1.         Mental phenomena are not physical phenomena

2.         Mental phenomena are causally effective in the area of physical phenomena

3.         The area of physical phenomena is causally closed

This Trilemma includes the problem of mental causation. One proposed solution results from above considerations: Rule (2) must be reformulated so that mental phenomena are physical phenomena and therefore causally effective. Likewise, Rule (1) must be reworded so that mental phenomena are physical phenomena, and mental phenomena are caused by supervenience. Rule (3) is therefore valid.

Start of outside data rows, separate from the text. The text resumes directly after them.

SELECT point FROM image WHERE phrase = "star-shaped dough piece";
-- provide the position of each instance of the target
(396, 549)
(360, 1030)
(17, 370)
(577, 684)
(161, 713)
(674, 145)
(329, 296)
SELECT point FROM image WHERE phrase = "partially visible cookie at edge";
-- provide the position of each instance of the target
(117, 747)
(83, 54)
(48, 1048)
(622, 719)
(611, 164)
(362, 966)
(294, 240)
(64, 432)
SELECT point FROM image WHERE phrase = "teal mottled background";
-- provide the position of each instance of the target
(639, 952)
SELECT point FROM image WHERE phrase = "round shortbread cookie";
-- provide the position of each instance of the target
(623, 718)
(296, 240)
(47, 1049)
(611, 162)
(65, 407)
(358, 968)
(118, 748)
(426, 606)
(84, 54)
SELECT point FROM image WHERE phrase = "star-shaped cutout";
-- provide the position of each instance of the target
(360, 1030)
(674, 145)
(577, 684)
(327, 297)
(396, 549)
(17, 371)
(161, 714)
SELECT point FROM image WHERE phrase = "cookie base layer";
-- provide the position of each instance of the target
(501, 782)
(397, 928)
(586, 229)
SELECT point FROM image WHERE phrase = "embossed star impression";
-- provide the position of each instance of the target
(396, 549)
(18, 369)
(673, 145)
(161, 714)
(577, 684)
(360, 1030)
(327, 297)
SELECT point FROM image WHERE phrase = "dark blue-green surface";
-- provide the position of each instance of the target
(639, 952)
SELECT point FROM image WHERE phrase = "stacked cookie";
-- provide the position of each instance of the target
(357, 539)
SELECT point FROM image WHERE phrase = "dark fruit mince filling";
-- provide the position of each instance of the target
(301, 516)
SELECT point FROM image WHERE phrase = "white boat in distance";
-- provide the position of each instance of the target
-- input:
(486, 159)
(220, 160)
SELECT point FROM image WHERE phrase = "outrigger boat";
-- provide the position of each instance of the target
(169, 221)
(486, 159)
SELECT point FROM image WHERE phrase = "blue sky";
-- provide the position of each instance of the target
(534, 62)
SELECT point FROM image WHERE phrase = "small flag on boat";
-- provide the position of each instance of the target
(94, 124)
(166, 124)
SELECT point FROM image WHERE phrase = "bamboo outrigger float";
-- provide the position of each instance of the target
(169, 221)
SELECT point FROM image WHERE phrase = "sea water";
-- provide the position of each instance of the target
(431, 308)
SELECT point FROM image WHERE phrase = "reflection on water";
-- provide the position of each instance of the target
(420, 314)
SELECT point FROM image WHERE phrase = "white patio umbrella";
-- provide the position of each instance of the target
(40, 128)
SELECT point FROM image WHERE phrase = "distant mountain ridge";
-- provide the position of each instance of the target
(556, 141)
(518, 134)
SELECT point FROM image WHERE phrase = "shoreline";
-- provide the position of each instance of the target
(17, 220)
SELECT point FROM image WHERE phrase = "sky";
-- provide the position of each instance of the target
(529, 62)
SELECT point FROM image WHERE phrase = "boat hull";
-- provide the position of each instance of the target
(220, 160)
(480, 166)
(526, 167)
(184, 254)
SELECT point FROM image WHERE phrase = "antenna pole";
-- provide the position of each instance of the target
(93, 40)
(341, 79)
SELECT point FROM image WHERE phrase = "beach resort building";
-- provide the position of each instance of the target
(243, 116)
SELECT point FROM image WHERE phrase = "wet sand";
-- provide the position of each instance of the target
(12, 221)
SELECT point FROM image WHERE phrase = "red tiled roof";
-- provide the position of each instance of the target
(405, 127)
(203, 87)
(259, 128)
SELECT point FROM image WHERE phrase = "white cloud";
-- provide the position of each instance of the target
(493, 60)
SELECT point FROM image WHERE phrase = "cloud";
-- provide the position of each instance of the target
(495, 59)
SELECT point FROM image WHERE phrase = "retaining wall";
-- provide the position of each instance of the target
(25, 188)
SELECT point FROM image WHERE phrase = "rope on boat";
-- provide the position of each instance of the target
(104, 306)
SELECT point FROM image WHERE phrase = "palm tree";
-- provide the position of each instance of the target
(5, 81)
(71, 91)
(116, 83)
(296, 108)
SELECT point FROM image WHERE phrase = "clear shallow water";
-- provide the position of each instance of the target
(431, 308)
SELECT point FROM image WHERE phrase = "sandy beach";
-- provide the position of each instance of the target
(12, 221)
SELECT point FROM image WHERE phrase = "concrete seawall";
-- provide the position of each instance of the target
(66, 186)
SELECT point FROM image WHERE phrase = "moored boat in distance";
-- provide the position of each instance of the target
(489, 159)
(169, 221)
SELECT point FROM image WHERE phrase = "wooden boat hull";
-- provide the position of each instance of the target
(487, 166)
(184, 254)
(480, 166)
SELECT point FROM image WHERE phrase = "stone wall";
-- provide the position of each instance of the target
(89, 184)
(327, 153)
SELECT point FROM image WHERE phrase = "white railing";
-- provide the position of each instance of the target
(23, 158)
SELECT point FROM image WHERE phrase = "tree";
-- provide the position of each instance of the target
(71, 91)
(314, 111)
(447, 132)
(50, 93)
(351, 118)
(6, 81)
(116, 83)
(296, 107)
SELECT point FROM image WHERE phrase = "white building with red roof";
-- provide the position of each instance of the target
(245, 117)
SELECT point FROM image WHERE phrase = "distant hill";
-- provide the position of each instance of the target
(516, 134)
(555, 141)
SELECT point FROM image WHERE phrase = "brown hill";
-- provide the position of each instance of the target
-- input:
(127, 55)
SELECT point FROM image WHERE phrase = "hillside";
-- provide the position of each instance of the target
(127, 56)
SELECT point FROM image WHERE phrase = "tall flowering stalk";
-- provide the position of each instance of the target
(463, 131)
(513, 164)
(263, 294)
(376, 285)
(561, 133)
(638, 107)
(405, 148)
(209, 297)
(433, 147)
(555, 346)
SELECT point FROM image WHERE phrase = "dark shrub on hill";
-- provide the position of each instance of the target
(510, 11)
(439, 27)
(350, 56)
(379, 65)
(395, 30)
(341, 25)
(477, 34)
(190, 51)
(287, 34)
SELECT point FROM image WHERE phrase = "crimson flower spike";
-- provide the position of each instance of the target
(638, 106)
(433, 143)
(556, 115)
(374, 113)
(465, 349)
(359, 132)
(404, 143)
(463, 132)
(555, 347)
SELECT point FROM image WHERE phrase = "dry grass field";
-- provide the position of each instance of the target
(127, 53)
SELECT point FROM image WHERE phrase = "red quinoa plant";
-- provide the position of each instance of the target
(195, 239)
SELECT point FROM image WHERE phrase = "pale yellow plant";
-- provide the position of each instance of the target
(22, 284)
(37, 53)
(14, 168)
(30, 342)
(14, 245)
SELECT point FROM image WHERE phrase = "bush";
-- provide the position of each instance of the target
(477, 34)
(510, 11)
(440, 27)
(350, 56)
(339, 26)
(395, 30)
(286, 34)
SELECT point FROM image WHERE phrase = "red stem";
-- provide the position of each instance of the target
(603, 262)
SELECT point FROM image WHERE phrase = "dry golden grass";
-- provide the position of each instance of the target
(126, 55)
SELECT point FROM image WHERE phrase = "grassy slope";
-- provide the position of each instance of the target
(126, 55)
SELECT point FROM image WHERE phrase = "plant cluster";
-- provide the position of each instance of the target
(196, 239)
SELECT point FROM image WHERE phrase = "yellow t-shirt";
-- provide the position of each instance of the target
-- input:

 "Compatibilism" The assumption is that free will and determinism are compatible ideas. Reference is made to the views of the philosophers Peter Bieri (2009), Michael Pauen (2008) and the social scientist and philosopher Michael Schmidt Salomon (2009).  According to this concept freedom depends on whether an act is determined by its originator or other factors that are not attributable to the originator. A progress determinism that conclusively predetermines all future states of the world on the basis of a preexisting state of the world is not advocated here, as it does not constitute a justifiable position in current physics. In particle physics certain events are purely coincidental. Also, even the Euromillions lottery shows that nearly identical events  induce chance within a very short period. Moreover, it is widely acknowledged that nonlinear complex dynamic structures are open and not predictable as to their future development, which is not only due to the enormous computing requirements but from their design; this applies even where all starting conditions are fully known. Think of complex software, which, depending on a large number of parameters,  modifies its own structure by chance for optimization purposes and identifies the most preferable structure through trial and error.

All in all, the paper "SELF-DETERMINATION - Thoughts On Self-Concept" is committed to "Evolutionary Humanism". It stands for the social scientist and philosopher Michael Schmidt-Salomon (2006). In this world view there is no room for dogma, i.e. constructs based on ideologies or universalism resulting from religions, traditional values, unverifiable principles or any philosophies that are not open to criticism, nor does is leave any room for relativism that is unable to fight for global humanistic principles.